Hit-parade des fonds : Les mines d’or au fond, la Turquie au top

Le hit-parade des fonds de MoneyStore reprend les 10 meilleures et les 10 moins bonnes performances des fonds commercialisés en Belgique depuis le début de l’année.

Cela fait déjà plusieurs mois que les mines d’or ont emménagé dans le bas du classement. Elles en étaient sorties mais refont leur apparition en cette fin d’année. Mais que se passent-ils donc avec ces valeurs ?

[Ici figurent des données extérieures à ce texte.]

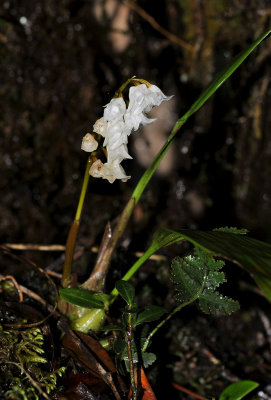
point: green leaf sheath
(82, 298)
(238, 390)
(126, 290)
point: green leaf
(253, 255)
(238, 390)
(111, 328)
(148, 359)
(126, 290)
(208, 92)
(150, 313)
(231, 230)
(81, 298)
(188, 275)
(211, 301)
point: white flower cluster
(116, 125)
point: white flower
(109, 171)
(142, 100)
(155, 97)
(115, 110)
(100, 127)
(89, 144)
(117, 124)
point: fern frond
(197, 278)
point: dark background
(61, 61)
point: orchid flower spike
(117, 124)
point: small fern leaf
(215, 278)
(188, 275)
(210, 302)
(208, 260)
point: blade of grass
(208, 92)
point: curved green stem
(71, 240)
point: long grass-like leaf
(208, 92)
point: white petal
(137, 98)
(115, 110)
(119, 154)
(89, 144)
(133, 121)
(100, 127)
(96, 169)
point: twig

« Par rapport au mois d’octobre, le prix de l’or est redescendu. Il est actuellement en-dessous de 1700 dollars l’once. Les actions des mines, qui avaient perdu leur corrélation avec l’or, ont retrouvé cette corrélation et ont donc enregistré une baisse. Or, pendant toute l’année 2011 cette corrélation avec le métal jaune était négative », reconnaît-on à la Banque Degroof. En général, les mines aurifères évoluent avec un effet de levier par rapport au cours du métal. Mais, depuis un certain temps, elles semblent avoir perdu cette corrélation. Au début de l’année, l’or s’est apprécié de 10% alors que, dans le même temps, les mines juniors perdaient 15% et les mines seniors perdaient 11%. La décote des mines d’or est, aujourd’hui, historiquement élevée. Comment explique-ton cette décote ? « Malgré les coûts d’extraction, les mines restent rentables et les marges sont élevées. Mais les investisseurs exigent des dividendes pour les récompenser du risque pris alors que les sociétés minières réinvestissent dans des nouvelles méthodes d’extraction. Les investisseurs les verraient mieux acquérir des mines juniors, par exemple. Il y a donc indéniablement une pression sur le secteur », note-t-on encore à la Banque Degroof. Les mines d’or restent donc incontestablement un secteur très sensible. Les positions prises dans cette sphère d’investissement par des investisseurs de renom ne doivent pas occulter le risque pris dans un secteur très cyclique.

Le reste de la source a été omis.